AI adoption challenges
For insurers, AI promises to be a game-changer at every level of the value chain, completely transforming the way business is conducted. According to consulting firm LTI AI technologies have potential to create between $100B-$300B in value annually across the insurance industry. That’s why a whopping 95% of insurance executives intend to start or continue investing in AI capabilities in the future. To maintain a competitive advantage in light of rising customer expectations, growing InsurTech companies, and an increase in data volumes, traditional institutions need to step up and work on strategies to combat the new players in the market.

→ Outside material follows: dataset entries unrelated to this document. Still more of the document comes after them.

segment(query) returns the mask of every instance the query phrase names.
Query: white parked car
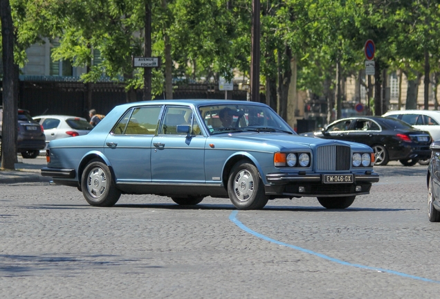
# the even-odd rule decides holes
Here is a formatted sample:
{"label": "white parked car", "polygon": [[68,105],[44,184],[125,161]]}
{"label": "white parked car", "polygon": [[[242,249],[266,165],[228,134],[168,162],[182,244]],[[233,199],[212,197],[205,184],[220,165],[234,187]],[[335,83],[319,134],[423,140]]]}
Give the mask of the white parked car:
{"label": "white parked car", "polygon": [[[429,132],[432,141],[440,141],[440,111],[438,110],[395,110],[389,111],[382,116],[397,118],[416,129]],[[429,159],[419,163],[428,165]]]}
{"label": "white parked car", "polygon": [[[77,116],[43,115],[33,118],[44,129],[46,147],[51,141],[86,135],[93,128],[86,119]],[[46,148],[42,152],[46,152]]]}

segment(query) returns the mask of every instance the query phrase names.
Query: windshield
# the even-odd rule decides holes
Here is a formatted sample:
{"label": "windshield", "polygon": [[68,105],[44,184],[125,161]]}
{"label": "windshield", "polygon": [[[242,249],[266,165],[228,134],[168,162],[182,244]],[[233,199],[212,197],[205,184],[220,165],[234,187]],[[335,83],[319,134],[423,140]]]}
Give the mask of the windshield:
{"label": "windshield", "polygon": [[273,110],[249,104],[203,106],[199,108],[212,134],[231,132],[279,132],[295,134]]}

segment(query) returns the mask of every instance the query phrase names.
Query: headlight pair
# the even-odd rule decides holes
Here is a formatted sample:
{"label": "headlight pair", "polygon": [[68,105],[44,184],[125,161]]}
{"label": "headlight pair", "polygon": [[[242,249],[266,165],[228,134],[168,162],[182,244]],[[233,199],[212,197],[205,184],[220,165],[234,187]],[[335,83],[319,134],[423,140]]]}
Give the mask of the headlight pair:
{"label": "headlight pair", "polygon": [[[354,153],[352,158],[353,166],[368,167],[372,164],[372,154],[370,153]],[[373,163],[374,160],[373,159]]]}
{"label": "headlight pair", "polygon": [[310,153],[275,153],[273,162],[277,167],[306,167],[310,165]]}

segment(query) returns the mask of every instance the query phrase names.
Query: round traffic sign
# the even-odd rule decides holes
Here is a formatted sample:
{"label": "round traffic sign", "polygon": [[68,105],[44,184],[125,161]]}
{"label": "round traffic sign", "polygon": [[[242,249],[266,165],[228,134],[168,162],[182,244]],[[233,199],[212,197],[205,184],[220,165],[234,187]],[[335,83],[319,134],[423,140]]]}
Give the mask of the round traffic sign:
{"label": "round traffic sign", "polygon": [[373,58],[374,58],[374,52],[376,52],[374,42],[372,39],[367,40],[367,42],[365,42],[365,46],[364,46],[364,53],[365,53],[367,60],[373,60]]}
{"label": "round traffic sign", "polygon": [[356,106],[354,106],[354,109],[358,112],[362,112],[364,111],[364,105],[360,103],[358,103]]}

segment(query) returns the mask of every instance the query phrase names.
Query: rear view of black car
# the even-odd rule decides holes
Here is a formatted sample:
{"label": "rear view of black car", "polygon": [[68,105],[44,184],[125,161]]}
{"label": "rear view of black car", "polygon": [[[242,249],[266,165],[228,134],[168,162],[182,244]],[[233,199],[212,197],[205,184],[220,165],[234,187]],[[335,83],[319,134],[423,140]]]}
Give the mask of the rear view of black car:
{"label": "rear view of black car", "polygon": [[[0,107],[0,152],[1,146],[1,123],[3,109]],[[18,111],[18,132],[17,136],[17,152],[26,158],[37,158],[40,150],[46,146],[46,136],[43,127],[33,119],[29,111]]]}
{"label": "rear view of black car", "polygon": [[399,161],[406,166],[431,156],[429,133],[417,130],[401,120],[381,116],[343,118],[322,132],[304,134],[326,139],[354,141],[369,145],[376,153],[376,165]]}

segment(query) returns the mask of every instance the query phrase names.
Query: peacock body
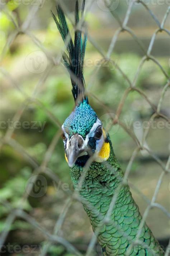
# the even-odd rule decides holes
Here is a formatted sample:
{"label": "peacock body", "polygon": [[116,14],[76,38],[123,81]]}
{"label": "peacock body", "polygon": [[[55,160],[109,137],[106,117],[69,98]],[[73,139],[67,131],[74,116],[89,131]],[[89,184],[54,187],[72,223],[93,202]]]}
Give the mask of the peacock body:
{"label": "peacock body", "polygon": [[[84,0],[82,24],[85,3]],[[74,187],[79,191],[103,255],[163,255],[147,225],[139,230],[142,217],[138,207],[129,186],[122,182],[123,175],[109,135],[89,103],[83,75],[87,35],[82,39],[76,27],[80,22],[78,1],[74,43],[63,11],[60,6],[57,10],[58,19],[52,15],[66,44],[63,62],[70,75],[76,103],[62,126],[65,157]],[[135,243],[137,238],[138,242]]]}

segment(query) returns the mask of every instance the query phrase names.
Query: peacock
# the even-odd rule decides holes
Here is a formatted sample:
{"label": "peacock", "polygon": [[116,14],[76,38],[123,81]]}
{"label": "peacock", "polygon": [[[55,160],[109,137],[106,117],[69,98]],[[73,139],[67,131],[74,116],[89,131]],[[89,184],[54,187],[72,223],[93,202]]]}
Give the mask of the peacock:
{"label": "peacock", "polygon": [[[60,5],[57,6],[58,18],[52,12],[65,44],[62,62],[70,75],[75,104],[62,127],[72,180],[103,255],[163,255],[162,249],[146,224],[140,225],[141,216],[128,185],[122,182],[123,173],[109,134],[89,103],[83,76],[87,40],[85,5],[83,0],[79,18],[76,1],[74,40]],[[83,35],[80,27],[84,28]]]}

However, for most insurance companies, AI adoption and implementation rates are still slow. The main hurdles of implementing AI-driven solutions in insurance companies relate to a lack of clarity regarding business value, limited resources and internal knowledge, heavy regulation, and an overwhelming number of potential use cases, leaving the majority of companies stuck in “pilot purgatory.”
Developing AI solutions in-house to address specific insurance use cases requires cutting-edge domain expertise. Enterprises attempting to build AI solutions on their own often end up amassing huge costs and an extremely long time to value on their AI projects, which, depending on scope, take anything between one and three years to achieve — if success in production does indeed ensue.
The BeyondMinds end-to-end AI platform for insurance companies
BeyondMinds has built the first end-to-end enterprise grade solution for insurance companies. From onboarding and underwriting to settlement on claim assessment, the BeyondMinds platform is the only platform in the market offering the full gamut of capabilities that enables insurers to maximize the potential of AI. By harnessing a full suite of cutting edge AI capabilities, including data capture, visual assessment, risk management and pricing/payment analysis, the BeyondMinds platform covers all major AI insurance use cases, enabling insurance companies to benefit quickly and enduringly from AI, while freeing themselves of the risks and burdens of its development and ongoing maintenance.